There are a lot of “ownership of work” lessons we can learn from Eddie. First of all he wanted to make certain he took care of me the best way possible and do it right the first time. Secondly he wanted me to know that I was important enough that he would remember me personally. Third, he was going to take such care of me that I would have no choice but to keep coming back.
Through the years, we have continued to go to our favorite Saturday morning breakfast grill. Eddie is always there. I love standing in line watching him greet return and new customers alike with a big hello, a fist bump and taking their order or asking if they are having their usual. I don’t have to tell you how awesome it feels to go somewhere like this and among all those being served, you are recognized and remembered or on your first visit, you feel like a long time friend. As a customer, there is no greater feeling.
Eddie knows hundreds of customers’ names and their “usual orders”. One day I had the chance to catch him on a break. At this point in time Eddie had seen me so many times, he knew my boys names and where they were, and what they were doing. He even asked about when and where my band was playing next. I asked him, “How long have you been here?” He replied, “Eight great years.” Then I asked him why it mattered so much to him to not only remembering customer names, but also their orders. He said, “Because I choose to, the greatest thing about my job is my customers and the last thing I see before they leave is a smile on their face!” BOOM. That says it all. It’s a matter of choice, personal choice! Think how the workplace of the world would look and function if everyone believed like Eddie!

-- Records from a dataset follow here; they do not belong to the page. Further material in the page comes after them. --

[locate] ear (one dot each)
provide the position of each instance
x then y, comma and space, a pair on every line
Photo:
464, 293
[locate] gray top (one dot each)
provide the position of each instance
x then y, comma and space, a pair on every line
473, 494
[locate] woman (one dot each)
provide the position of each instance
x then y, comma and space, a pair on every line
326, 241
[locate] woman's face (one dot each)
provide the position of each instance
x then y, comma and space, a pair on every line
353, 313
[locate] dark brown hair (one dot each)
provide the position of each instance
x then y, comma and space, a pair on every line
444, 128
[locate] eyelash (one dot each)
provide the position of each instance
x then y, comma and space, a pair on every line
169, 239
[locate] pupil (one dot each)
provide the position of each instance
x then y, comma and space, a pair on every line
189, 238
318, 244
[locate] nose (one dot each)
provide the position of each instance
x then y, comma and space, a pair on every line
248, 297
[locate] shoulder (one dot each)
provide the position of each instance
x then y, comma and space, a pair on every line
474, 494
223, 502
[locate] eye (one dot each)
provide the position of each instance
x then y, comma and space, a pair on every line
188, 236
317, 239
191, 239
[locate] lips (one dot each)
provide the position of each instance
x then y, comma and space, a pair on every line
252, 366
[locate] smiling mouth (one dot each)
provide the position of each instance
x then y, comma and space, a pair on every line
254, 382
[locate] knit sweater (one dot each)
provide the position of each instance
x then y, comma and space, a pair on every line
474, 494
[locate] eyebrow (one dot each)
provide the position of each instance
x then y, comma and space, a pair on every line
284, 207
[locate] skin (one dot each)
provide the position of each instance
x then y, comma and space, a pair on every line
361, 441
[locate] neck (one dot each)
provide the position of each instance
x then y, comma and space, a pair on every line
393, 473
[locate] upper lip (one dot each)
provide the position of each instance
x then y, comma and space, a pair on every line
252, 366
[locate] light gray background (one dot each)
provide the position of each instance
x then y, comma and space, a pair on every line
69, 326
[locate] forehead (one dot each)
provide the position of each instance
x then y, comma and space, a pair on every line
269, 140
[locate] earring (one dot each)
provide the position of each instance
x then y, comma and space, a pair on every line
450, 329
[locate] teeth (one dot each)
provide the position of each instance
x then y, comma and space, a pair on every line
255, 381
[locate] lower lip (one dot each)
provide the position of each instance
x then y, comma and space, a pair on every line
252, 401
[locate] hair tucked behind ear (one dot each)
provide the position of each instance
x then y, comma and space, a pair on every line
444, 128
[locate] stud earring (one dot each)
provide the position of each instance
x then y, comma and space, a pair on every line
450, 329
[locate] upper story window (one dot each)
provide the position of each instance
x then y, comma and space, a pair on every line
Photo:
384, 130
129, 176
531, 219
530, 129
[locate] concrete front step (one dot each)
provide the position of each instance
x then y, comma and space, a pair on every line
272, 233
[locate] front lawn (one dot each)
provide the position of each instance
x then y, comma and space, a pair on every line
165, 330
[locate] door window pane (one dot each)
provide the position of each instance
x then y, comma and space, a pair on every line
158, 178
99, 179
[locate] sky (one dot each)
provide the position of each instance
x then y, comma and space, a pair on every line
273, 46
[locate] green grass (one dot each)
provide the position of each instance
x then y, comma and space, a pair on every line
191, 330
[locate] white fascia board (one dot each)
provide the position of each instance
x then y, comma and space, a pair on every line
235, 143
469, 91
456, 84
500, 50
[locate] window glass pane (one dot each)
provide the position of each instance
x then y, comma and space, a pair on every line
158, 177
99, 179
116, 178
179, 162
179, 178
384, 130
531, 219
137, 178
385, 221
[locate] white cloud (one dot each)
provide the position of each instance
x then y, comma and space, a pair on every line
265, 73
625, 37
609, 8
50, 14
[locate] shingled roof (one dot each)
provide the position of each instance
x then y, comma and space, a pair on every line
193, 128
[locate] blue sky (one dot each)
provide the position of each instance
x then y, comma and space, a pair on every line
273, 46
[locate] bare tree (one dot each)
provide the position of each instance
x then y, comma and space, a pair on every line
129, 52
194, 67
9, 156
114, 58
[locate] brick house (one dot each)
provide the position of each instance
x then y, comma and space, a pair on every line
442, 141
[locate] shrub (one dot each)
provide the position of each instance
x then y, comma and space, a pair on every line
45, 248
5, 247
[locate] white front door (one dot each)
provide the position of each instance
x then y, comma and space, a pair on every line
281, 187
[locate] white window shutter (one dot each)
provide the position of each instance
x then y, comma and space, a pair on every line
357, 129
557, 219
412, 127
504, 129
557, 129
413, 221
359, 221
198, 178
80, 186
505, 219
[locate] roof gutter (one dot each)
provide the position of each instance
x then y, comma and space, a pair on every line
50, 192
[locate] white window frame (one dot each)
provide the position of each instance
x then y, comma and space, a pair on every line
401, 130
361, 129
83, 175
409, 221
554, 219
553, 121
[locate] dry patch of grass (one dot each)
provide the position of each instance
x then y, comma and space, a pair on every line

Day after day, year after year, Eddie shows up by choice to do his work the way he does. Do you think he ever has a day not go the way he planned? Do you think he has had to deal with disgruntled customers? Do you think that there may have been days over the past eight years that he might not want to get up at 4:00 a.m. and head to work to heat up the grill? Does any of this ring a bell?
Before I leave Eddie’s example, please understand that I know Eddie can have “off” days. No one is perfect. The point is Eddie has a choice on how he wants to start and finish his work day. The same holds true for each and every one of us.
As for me, I will continue to make my Saturday morning breakfast choice a “given” and I know who will be there taking care of me and everyone else who gladly waits their turn standing in his line!